Fazilet, özel sanayi bölgelerinin yatırımın önünde birçok pürüzü ortadan kaldıran, yatırımı teşvik eden bir uygulama olduğuna dikkati çekerek, şunları söz etti:
“Ereğli Demir Çelik Fabrikaları Ereğli için kıymetli. İskenderun Demir Çelik Fabrikaları bölge için değerli. Bu iki fabrikamızda 12 binden fazla kişi istihdam ediyoruz. Bu fabrikalar Türkiye’nin ihracatına önemli manada katkıda bulunuyor. Özel sanayi bölgesi duyuru edilmesi durumunda yatırım daha da kolaylaşacak, istihdamda artış olacak. Bölge iktisadına de katkı sağlayacak. Biz yalnızca o bölgede 9,5 milyon ton çelik üretiyoruz. Ülkemizin bu alanda önemli manada ek kapasiteye gereksinimi var. Bunları lakin yatırımla hayata geçirebiliriz.”
“Pandemi sürecinde çalışanlarımız en ufak bir hak kaybı yaşamadı”
Fazilet, pandemi sürecinde faaliyette bulundukları hiçbir kesimde istihdam azaltmadıklarını vurgulayarak, “Hatta birtakım dallarımızda artış oldu. Lakin bu artıştan daha da değerlisi bu mühlet içerisinde çalışanlarımız en ufak bir hak kaybı yaşamadı. Buna ek olarak mavi yaka olsun, beyaz yaka olsun bütün çalışanlarımızın evvel sıhhatini önceliklendirerek, onların huzurunu, memnunluğunu önceleyerek süreci önemli başarılı yürüttüğümüzü söyleyebilirim.” dedi.

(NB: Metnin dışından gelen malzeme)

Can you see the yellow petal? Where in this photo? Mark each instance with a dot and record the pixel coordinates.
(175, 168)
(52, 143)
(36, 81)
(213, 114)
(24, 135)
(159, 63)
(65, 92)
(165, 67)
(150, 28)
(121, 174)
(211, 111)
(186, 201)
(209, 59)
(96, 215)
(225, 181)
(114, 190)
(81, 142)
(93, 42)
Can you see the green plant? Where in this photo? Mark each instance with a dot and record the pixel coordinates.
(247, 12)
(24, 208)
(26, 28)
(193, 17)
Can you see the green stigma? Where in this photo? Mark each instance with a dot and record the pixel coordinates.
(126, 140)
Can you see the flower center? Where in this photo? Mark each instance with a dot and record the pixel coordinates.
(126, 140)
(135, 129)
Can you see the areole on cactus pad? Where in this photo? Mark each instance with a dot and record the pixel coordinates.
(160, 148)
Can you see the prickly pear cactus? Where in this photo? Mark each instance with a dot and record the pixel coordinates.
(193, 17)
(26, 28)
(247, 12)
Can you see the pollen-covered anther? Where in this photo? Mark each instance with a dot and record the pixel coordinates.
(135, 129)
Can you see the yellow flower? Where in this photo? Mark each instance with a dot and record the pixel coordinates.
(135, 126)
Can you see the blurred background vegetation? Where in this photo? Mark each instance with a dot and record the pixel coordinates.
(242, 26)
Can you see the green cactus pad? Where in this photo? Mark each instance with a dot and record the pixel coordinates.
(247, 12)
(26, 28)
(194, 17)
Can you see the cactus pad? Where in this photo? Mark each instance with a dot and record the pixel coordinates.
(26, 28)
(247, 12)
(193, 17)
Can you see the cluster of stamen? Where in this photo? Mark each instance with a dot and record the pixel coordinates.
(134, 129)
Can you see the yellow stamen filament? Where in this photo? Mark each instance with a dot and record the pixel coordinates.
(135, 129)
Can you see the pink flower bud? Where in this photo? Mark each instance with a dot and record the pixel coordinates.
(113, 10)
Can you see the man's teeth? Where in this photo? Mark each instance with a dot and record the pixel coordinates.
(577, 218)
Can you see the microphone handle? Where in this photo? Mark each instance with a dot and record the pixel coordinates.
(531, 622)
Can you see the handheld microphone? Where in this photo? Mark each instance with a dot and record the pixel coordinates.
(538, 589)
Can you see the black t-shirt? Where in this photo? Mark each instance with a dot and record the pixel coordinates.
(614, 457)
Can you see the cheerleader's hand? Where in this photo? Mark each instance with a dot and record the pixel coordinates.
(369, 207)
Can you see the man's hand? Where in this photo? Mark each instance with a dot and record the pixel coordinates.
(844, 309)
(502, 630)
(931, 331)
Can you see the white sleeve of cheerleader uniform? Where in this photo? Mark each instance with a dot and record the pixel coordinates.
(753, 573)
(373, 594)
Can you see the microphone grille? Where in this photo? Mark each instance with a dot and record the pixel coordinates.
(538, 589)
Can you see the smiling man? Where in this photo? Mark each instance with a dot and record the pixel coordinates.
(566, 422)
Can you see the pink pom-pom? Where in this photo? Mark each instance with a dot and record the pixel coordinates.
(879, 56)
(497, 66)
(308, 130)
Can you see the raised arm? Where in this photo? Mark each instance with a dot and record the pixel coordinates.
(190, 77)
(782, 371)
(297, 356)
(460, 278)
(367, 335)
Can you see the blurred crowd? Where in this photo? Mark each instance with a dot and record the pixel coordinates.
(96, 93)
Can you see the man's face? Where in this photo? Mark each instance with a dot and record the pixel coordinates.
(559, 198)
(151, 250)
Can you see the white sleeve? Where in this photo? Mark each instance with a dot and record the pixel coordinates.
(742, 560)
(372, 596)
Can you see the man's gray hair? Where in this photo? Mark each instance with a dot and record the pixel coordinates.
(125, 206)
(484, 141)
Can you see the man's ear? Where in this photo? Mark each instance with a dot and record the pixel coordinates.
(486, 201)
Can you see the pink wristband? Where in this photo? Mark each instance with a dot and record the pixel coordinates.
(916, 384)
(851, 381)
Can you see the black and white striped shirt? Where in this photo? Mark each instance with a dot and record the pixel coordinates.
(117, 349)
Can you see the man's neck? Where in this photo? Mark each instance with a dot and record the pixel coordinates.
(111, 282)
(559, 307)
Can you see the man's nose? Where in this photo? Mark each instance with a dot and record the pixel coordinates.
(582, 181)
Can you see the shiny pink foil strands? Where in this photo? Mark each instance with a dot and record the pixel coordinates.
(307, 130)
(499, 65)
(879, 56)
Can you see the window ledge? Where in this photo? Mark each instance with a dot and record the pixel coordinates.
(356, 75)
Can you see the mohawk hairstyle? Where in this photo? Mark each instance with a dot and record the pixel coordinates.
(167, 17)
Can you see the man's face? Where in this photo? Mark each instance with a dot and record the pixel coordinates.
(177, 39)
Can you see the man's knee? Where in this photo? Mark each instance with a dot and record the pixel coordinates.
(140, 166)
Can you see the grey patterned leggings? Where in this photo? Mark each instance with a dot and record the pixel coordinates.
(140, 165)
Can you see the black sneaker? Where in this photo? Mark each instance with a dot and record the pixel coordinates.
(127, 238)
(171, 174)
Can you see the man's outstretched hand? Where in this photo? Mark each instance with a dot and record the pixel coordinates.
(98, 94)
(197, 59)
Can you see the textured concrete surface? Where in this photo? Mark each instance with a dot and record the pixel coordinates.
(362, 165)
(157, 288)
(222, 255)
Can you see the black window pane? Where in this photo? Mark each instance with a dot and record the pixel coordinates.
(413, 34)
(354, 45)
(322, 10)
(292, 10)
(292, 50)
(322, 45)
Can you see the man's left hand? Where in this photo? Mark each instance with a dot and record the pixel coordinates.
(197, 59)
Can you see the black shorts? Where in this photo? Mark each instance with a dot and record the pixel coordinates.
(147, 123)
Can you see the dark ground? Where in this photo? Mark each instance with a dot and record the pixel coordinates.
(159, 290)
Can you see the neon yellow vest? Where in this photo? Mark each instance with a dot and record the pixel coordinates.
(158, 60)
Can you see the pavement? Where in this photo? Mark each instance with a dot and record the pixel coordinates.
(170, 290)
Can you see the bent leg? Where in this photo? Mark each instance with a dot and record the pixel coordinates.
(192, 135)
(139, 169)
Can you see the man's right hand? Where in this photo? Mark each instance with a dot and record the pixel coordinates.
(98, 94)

Şu ana kadar gerçekleşen ve gelecek 3 yılda sonuçlanacak yatırımların toplam 5 milyar dolar civarında bulunduğu bilgisini veren Fazilet, yatırım kararlarının alınması ve üyelerle irtibat konusundaki bir soru karşısında da şu değerlendirmelerde bulundu:
“Biz üyelerimize çok değer veriyoruz. Üyelerimizle bağlantımız çabucak hemen hiçbir kurumda olmadığı kadar net ve sıkı. Süreç bazen tenkitleri de beraberinde getirebiliyor lakin 60 yıllık bir emeklilik fonu, şimdiye kadar bu muvaffakiyetler herhalde tesadüf yapıtı değildir. Her yatırımımızın ardında gruplarımızın hummalı çalışmaları var. Şunu çok açık tabir edebilirim; hiçbir yatırım kararımız kurumsal idare prensiplerimiz ve teamüllerimiz çerçevesinde basitçe hayata geçirilmiyor. Alanında uzman profesyonellerimiz tarafından aylar süren fizibilite çalışmaları ve süreçten sonra yetkili heyetlerin onaylarıyla hayata geçiriliyor. Nemamızın düşük olduğunu kabul etmiyoruz. Bu yıl yüzde 20,5 nema verdik. Yüzde 11 enflasyonun olduğu bir ortamda bizim için çok büyük muvaffakiyet. Temettü noktasında, enflasyon en değerli göstergelerden biri. Son dört yıldan beri, daha evvelki yıllarda olduğu üzere, enflasyonun çok üstünde, üyelerimizin büyük bir yüzdesini mutlu ediyoruz.”